“Is that you, Algy?”
“Right—first go,” he got out. “I’m a washout—to get—pipped—bang off—like this!”
She was supporting his head with her arm, and Orace was hovering ineffectually around.
“How did they get you?” she asked. “Is it bad?”
“Think I’ll pull—round—in a sec.,” he muttered with an effort. “I’m not going to die—by a fluke.”
At this news Orace, finding that he had not to play odd man out at a deathbed scene, moved the girl aside and picked Algy up. He carried him round behind the hut and then switched the torch on him. Blood was running down the side of Algy’s face from an ugly furrow which was scored from the outside end of his eyebrow to the top of his ear, and there was a black cordite burn on his temple.

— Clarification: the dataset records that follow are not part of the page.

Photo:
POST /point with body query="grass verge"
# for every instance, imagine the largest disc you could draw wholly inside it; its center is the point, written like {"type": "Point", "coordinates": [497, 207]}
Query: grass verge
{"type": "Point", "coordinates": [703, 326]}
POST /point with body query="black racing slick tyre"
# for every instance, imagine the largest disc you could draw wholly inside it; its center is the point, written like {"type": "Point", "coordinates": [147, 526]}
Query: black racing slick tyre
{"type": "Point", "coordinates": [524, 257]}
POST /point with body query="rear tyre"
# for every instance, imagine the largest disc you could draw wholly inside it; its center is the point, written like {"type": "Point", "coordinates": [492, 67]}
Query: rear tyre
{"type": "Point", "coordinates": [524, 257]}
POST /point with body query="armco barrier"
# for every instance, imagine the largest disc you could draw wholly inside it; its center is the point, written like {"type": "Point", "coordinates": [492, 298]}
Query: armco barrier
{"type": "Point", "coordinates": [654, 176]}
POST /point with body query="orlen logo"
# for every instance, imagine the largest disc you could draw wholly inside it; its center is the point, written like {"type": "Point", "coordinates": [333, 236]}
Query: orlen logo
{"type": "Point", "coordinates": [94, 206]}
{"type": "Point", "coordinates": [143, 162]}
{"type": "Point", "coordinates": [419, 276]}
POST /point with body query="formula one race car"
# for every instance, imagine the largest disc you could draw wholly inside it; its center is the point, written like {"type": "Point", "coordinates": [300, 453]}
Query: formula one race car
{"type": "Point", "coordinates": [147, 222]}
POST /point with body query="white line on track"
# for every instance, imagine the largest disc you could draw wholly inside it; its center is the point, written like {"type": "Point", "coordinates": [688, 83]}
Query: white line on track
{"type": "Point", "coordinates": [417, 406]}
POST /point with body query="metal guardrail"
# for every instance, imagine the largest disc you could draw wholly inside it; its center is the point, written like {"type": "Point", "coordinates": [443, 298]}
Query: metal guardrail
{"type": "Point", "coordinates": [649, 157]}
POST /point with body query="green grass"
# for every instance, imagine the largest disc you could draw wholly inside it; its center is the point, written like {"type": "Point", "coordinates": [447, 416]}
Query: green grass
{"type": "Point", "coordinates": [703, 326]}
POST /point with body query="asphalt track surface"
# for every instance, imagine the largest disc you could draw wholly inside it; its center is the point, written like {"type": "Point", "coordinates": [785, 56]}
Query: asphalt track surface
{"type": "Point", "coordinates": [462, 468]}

“Point-blank,” he said. “It stunned me. But I’ll soon be as fit as a fiddle.”
Orace had found a bucket, and in this he fetched water from the sea. Algy heaved himself and plunged his head in the pail for three or four long douches, coming up for breath in between. The salt water stung his wound painfully, but his head was rapidly clearing.
While they tied a handkerchief round his head he told the story, and it was much as the girl had surmised.
“So, like a little hero,” he concluded ruefully, “I walked up and said ‘Hands up!’ in the approved manner. And then I got this.”